Apparently knowing that what kept a tenth of the population in bare subsistence in medieval times now keeps ten times as many beyond the dreams of medieval kings means NOTHING to them. There’s finite wealth in the world, and if you take more than you “need” (from each according… yeah) then someone else will starve.
And those countries are by the way, always victims, because the “colonialists” took their “raw materials.”
No, I kid you not. Seriously. They are poor because people in the eighteenth century got gold or iron or cotton or something from them. That makes them poor forever. It’s the evil of Colonialism. The kid’s college Geography book tried to sell that one. I pointed out to the kid that Portugal was colony and colonizer and if it were a matter of stealing raw materials, then Portugal should be the richest country on Earth. (And we won’t go into how fair trade isn’t stealing, even if fair trade for the time was something else.)

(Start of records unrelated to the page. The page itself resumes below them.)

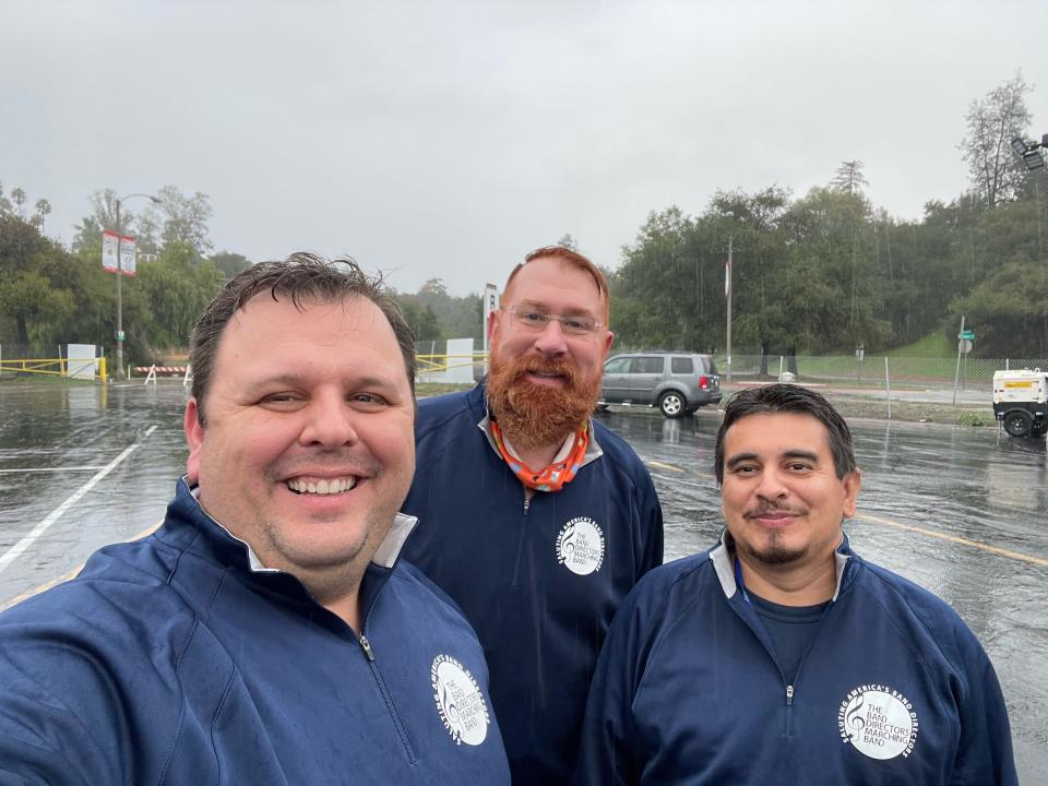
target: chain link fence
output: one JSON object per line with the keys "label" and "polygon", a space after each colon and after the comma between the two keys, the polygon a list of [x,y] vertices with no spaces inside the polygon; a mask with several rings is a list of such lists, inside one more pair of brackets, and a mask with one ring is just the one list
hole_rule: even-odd
{"label": "chain link fence", "polygon": [[876,355],[733,355],[730,368],[724,355],[716,356],[722,379],[772,381],[784,372],[797,382],[836,386],[941,388],[991,391],[993,372],[1003,369],[1048,369],[1048,358],[912,358]]}

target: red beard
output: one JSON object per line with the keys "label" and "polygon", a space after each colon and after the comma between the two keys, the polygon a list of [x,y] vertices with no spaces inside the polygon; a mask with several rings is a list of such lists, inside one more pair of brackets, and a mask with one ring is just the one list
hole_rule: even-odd
{"label": "red beard", "polygon": [[[565,384],[535,384],[528,372],[561,374]],[[599,393],[599,374],[583,379],[577,364],[568,358],[491,359],[488,405],[502,433],[521,451],[561,444],[593,413]]]}

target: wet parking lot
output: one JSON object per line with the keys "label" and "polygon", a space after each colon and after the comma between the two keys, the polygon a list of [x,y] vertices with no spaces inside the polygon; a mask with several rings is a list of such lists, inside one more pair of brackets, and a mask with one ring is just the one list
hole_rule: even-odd
{"label": "wet parking lot", "polygon": [[[184,389],[0,384],[0,606],[156,524],[183,471]],[[648,464],[666,558],[722,526],[714,412],[600,416]],[[990,654],[1022,782],[1048,782],[1048,462],[996,429],[851,421],[864,471],[846,531],[866,559],[956,608]]]}

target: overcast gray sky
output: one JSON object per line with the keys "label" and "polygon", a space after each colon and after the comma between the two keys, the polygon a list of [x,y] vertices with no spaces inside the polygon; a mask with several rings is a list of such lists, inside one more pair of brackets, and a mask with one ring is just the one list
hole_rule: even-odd
{"label": "overcast gray sky", "polygon": [[564,233],[614,267],[650,211],[802,195],[844,159],[918,218],[965,188],[968,103],[1017,69],[1048,132],[1046,22],[1044,0],[0,0],[0,181],[67,242],[94,191],[170,183],[209,194],[216,250],[465,295]]}

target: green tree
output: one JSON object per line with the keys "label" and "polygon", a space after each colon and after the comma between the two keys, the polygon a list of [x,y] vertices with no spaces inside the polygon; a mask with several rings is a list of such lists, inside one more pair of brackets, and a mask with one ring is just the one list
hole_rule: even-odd
{"label": "green tree", "polygon": [[837,167],[837,171],[833,180],[830,181],[830,184],[837,191],[847,194],[861,193],[862,188],[870,184],[870,181],[866,179],[866,175],[862,174],[865,166],[862,162],[857,159],[841,162],[841,166]]}
{"label": "green tree", "polygon": [[209,260],[225,278],[233,278],[240,271],[251,266],[251,262],[243,254],[233,253],[231,251],[219,251],[212,254]]}
{"label": "green tree", "polygon": [[34,214],[35,224],[40,228],[40,235],[43,235],[43,234],[44,234],[44,219],[45,219],[45,218],[50,214],[50,212],[51,212],[51,203],[48,202],[46,199],[43,199],[43,198],[41,198],[41,199],[38,199],[38,200],[36,201],[35,209],[36,209],[36,213]]}
{"label": "green tree", "polygon": [[972,188],[988,207],[1022,193],[1025,171],[1012,152],[1011,141],[1026,135],[1032,119],[1026,95],[1032,92],[1019,71],[968,105],[967,134],[961,140],[961,155],[968,165]]}
{"label": "green tree", "polygon": [[64,249],[29,222],[0,216],[0,314],[8,320],[3,332],[15,343],[49,343],[55,324],[71,312],[72,294],[51,279],[67,259]]}

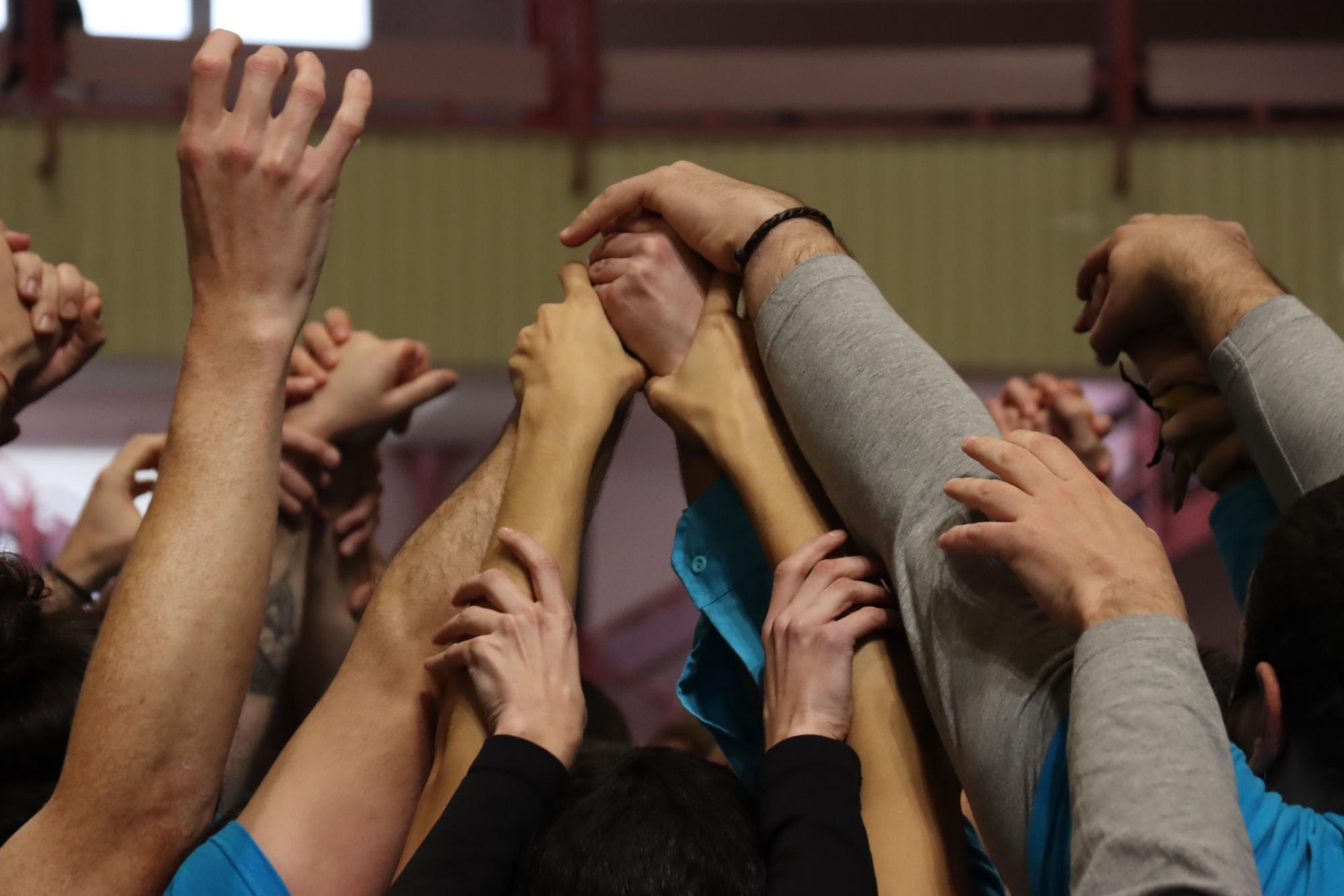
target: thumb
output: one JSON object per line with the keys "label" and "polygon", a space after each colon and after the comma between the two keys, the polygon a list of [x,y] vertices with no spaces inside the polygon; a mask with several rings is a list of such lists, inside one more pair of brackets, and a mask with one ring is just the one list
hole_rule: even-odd
{"label": "thumb", "polygon": [[715,270],[714,276],[710,278],[710,292],[704,297],[704,316],[710,315],[732,315],[737,316],[738,312],[738,289],[741,287],[741,280],[734,276],[726,274],[722,270]]}
{"label": "thumb", "polygon": [[387,391],[382,400],[383,413],[395,417],[442,396],[456,385],[457,374],[452,370],[430,370]]}
{"label": "thumb", "polygon": [[589,280],[587,268],[579,261],[566,261],[560,265],[560,285],[564,288],[564,300],[597,301],[597,292]]}

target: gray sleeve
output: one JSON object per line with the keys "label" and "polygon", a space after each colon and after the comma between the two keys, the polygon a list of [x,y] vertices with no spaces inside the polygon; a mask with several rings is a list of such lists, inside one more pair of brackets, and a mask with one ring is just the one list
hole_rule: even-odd
{"label": "gray sleeve", "polygon": [[1279,509],[1344,475],[1344,342],[1306,305],[1259,305],[1208,365]]}
{"label": "gray sleeve", "polygon": [[1258,893],[1227,732],[1189,626],[1083,632],[1068,718],[1073,893]]}

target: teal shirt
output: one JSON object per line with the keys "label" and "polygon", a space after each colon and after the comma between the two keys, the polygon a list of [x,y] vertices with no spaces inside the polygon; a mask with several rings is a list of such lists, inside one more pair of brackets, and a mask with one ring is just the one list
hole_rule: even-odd
{"label": "teal shirt", "polygon": [[266,853],[238,822],[196,848],[164,896],[289,896]]}
{"label": "teal shirt", "polygon": [[[770,609],[774,570],[727,478],[720,476],[681,514],[672,569],[700,611],[677,697],[710,729],[732,770],[753,783],[765,755],[761,627]],[[976,829],[965,822],[965,830],[970,892],[1001,896],[999,870]]]}
{"label": "teal shirt", "polygon": [[[1208,515],[1214,542],[1232,581],[1238,607],[1245,607],[1261,541],[1278,518],[1278,509],[1259,478],[1223,494]],[[1034,896],[1067,896],[1068,846],[1068,720],[1050,744],[1031,809],[1027,856]],[[1236,799],[1246,819],[1265,896],[1339,896],[1344,893],[1344,817],[1292,806],[1265,788],[1246,755],[1232,745]]]}

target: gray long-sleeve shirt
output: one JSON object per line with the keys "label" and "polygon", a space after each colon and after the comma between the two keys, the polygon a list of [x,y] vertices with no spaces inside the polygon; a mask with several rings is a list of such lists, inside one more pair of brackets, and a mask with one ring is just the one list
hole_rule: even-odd
{"label": "gray long-sleeve shirt", "polygon": [[996,431],[970,389],[844,256],[798,265],[755,326],[808,463],[855,541],[886,562],[939,736],[1009,888],[1028,892],[1031,800],[1071,705],[1075,892],[1258,892],[1188,628],[1098,626],[1078,644],[1070,700],[1073,640],[1005,566],[937,545],[970,518],[943,483],[986,475],[960,448]]}
{"label": "gray long-sleeve shirt", "polygon": [[1344,475],[1344,414],[1321,408],[1321,396],[1344,400],[1344,340],[1306,305],[1259,305],[1208,366],[1281,510]]}

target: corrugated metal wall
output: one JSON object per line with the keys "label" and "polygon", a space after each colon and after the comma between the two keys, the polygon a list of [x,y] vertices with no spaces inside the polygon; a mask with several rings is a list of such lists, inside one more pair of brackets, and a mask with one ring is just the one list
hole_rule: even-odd
{"label": "corrugated metal wall", "polygon": [[[60,172],[40,184],[39,128],[0,122],[0,214],[99,280],[121,357],[175,357],[185,330],[175,136],[69,122]],[[1124,202],[1103,137],[610,141],[597,147],[594,188],[677,157],[825,209],[902,313],[965,369],[1086,367],[1068,327],[1073,274],[1134,211],[1242,221],[1275,273],[1344,326],[1344,136],[1141,139]],[[560,139],[366,137],[319,304],[422,338],[445,362],[503,362],[571,254],[555,233],[587,196],[569,178]]]}

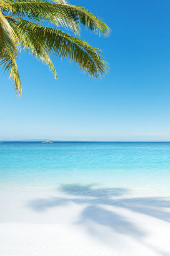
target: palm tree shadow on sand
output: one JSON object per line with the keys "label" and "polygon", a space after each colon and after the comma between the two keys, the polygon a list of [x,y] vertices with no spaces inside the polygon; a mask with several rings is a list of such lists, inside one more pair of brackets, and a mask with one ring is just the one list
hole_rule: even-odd
{"label": "palm tree shadow on sand", "polygon": [[[66,198],[36,199],[30,202],[28,206],[32,210],[40,212],[70,202],[83,204],[85,207],[75,224],[84,225],[91,235],[102,239],[106,243],[108,242],[108,238],[96,230],[92,223],[102,225],[106,228],[111,228],[115,233],[132,237],[138,241],[147,235],[128,218],[115,212],[114,209],[116,207],[170,221],[170,215],[165,210],[165,208],[170,207],[169,198],[153,197],[118,199],[118,197],[125,195],[129,191],[119,188],[93,188],[93,184],[62,185],[60,189],[67,195]],[[115,207],[113,210],[111,209],[112,206]],[[169,255],[169,253],[160,251],[153,248],[152,249],[161,255]]]}

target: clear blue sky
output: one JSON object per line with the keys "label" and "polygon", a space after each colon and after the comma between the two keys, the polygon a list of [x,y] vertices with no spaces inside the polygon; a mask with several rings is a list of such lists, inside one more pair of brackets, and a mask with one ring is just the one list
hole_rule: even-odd
{"label": "clear blue sky", "polygon": [[170,141],[170,2],[72,0],[102,18],[110,37],[81,31],[110,64],[101,82],[53,58],[22,53],[21,98],[0,72],[0,140]]}

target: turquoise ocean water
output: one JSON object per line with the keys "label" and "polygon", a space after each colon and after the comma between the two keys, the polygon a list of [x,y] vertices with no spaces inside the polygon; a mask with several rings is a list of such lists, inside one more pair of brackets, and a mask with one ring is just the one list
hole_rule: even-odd
{"label": "turquoise ocean water", "polygon": [[169,142],[1,142],[1,188],[59,185],[168,189]]}

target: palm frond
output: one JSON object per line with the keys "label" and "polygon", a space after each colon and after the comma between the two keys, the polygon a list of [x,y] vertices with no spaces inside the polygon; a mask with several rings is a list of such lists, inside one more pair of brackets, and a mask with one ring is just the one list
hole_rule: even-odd
{"label": "palm frond", "polygon": [[43,27],[21,19],[11,26],[21,36],[28,35],[34,42],[34,47],[41,45],[48,52],[61,59],[66,57],[90,77],[100,79],[107,73],[108,66],[100,53],[100,50],[80,39],[60,30]]}
{"label": "palm frond", "polygon": [[14,31],[0,10],[0,57],[18,56],[19,41]]}
{"label": "palm frond", "polygon": [[[59,2],[60,1],[59,1]],[[13,15],[36,21],[39,24],[46,20],[55,23],[58,26],[68,26],[82,24],[95,34],[104,36],[109,34],[110,29],[102,20],[84,7],[68,4],[60,4],[40,1],[38,2],[10,1],[8,3],[12,8]]]}
{"label": "palm frond", "polygon": [[30,53],[39,61],[41,61],[48,65],[50,71],[54,74],[55,79],[57,79],[57,73],[55,67],[50,58],[49,54],[45,49],[45,45],[42,44],[38,44],[37,40],[34,40],[28,33],[20,33],[17,26],[15,22],[11,20],[11,18],[8,18],[9,20],[9,23],[13,28],[14,31],[17,35],[21,46],[23,49]]}
{"label": "palm frond", "polygon": [[19,96],[21,96],[22,94],[21,82],[15,59],[12,57],[3,58],[1,59],[0,65],[3,65],[2,68],[5,71],[8,72],[10,70],[9,77],[14,82],[16,92],[18,93]]}

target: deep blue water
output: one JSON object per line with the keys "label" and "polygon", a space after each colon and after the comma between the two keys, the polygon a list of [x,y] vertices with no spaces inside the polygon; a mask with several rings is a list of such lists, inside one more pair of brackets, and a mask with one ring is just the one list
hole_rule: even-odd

I’m sorry, Portuguese culture and the made infatuation with various forms of socialism probably has more to do with the mess the country is in then the fact that the Romans took all our gold. (Which is why the area beneath the village looks like swiss cheese and sometimes vast portions cave after a heavy rain.) Or is it Portugal is comfortable (relatively) for reasons having nothing to do with the fact it stole piles of gold from South America. Which one is it? It makes my head hurt.
None of Marx’s theories stands up to real world examination or real world scrutiny. And yet you have people running around declaring themselves Marxist and neo-Marxist. And, inexplicably, people don’t point and laugh.
His ideas have penetrated how things are done UNEXAMINED. Which is the only way they could penetrate because if you examine them they crumble into incoherence.
The last time I pounded on Marx some twit informed me that it was very useful for literary analysis by which he (she? I don’t remember) meant that it’s a handy self-contained system that you can apply to books and decide what is good and what isn’t by what conforms and what doesn’t.
It makes me think of that mythical king who cut off the parts of men who didn’t fit into his box.
It might be easy to apply, but it doesn’t touch reality at ANY point.
And this is where Western civilization is. Admitted (and a lot of is admitted on college campus) or not, we’re bound in fifty shades of Marx.
And no one has given us a safe word.